Red Sea goby
- Conservation status: Least Concern (IUCN 3.1)

Scientific classification
- Kingdom: Animalia
- Phylum: Chordata
- Class: Actinopterygii
- Order: Gobiiformes
- Family: Gobiidae
- Genus: Silhouettea
- Species: S. aegyptia
- Binomial name: Silhouettea aegyptia (Chabanaud, 1933
- Synonyms: Gobius lesueuri aegyptius Chabanaud, 1933; Minictenogobiops sinaii Goren, 1978;

= Red Sea goby =

- Authority: (Chabanaud, 1933
- Conservation status: LC
- Synonyms: Gobius lesueuri aegyptius Chabanaud, 1933, Minictenogobiops sinaii Goren, 1978

Species of fish

The Red Sea goby (Silhouettea aegyptia) is a species of true goby from the family Gobiidae. It was once a species confined to the Red Sea but it has colonised the Suez Canal and the south-eastern Mediterranean by Lessepsian migration.

==Description==
The Red Sea goby is marked with many dark vertical spots which have reddish brown edges on a cream background colour. There are 9 or 10 dark spots along the lateral line. It has a short snout and in males the first spine of the first dorsal fin is elongated. There are no scales on the head and nape and there are 24–28 scales in lateral line.

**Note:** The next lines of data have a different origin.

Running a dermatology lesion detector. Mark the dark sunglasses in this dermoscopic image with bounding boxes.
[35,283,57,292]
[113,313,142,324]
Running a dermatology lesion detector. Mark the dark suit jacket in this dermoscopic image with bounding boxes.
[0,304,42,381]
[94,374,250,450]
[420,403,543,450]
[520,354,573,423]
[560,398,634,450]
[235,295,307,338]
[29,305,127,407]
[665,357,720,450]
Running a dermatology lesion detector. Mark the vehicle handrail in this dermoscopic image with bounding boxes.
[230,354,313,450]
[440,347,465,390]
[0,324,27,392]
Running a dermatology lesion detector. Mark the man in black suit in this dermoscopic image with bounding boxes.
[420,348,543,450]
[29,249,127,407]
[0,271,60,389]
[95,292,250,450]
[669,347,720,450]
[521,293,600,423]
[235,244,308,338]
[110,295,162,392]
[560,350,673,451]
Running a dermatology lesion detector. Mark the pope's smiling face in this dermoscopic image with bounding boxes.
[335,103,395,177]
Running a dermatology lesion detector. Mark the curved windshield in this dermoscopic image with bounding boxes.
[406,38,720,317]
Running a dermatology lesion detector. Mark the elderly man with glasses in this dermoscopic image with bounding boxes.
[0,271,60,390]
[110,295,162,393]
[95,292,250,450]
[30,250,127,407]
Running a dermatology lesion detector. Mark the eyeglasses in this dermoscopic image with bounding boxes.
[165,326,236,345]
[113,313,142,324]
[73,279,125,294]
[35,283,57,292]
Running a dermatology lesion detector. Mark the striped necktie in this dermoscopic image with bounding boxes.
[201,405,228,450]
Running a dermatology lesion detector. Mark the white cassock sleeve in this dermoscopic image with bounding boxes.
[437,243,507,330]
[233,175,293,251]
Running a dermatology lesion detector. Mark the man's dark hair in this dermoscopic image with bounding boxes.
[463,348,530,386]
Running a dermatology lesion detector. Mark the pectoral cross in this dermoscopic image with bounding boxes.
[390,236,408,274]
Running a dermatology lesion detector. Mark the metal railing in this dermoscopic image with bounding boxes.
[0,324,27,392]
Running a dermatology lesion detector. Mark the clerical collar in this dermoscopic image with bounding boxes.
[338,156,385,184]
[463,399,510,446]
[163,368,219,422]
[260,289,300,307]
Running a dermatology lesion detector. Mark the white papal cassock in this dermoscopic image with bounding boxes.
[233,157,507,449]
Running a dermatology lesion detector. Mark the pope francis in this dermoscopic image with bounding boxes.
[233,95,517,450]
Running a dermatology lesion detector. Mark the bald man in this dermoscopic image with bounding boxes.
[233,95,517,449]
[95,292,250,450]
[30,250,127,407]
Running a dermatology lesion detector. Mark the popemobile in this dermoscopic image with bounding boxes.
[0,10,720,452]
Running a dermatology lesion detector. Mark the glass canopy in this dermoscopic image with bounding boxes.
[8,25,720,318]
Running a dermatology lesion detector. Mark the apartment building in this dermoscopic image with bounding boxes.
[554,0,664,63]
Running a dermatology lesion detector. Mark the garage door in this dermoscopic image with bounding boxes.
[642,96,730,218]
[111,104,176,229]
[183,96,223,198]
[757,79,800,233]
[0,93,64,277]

It grows to a maximum length of 4-5 cm.

==Distribution==
The Red Sea goby is native to the northern Red Sea. It was described by Paul Chabanaud in 1933 from type specimens collected in Lake Timsah on the Suez Canal from where it obviously entered the Mediterranean Sea where it was first recorded in Bardawil Lagoon, Egypt, in 1986. It is now rather common from Sinai to Israel.

==Habitat and biology==
The Red Sea goby can be found on sandy substrates in inshore, shallow waters where it feeds on harpacticoid copepods and nematodes, as well as oligochaetes, gastropods and other meiofauna. This species conceals itself by burying itself into the sand up to the level of its eyes. They probably live no longer than 2 years. They reach sexual maturity at a year old. The breeding season is from February to September, peaking in the Red Sea is from May onwards. Females of 2.7-3.25 cm SL carry 305–408 eggs; it is a repeat spawner with an extended breeding season.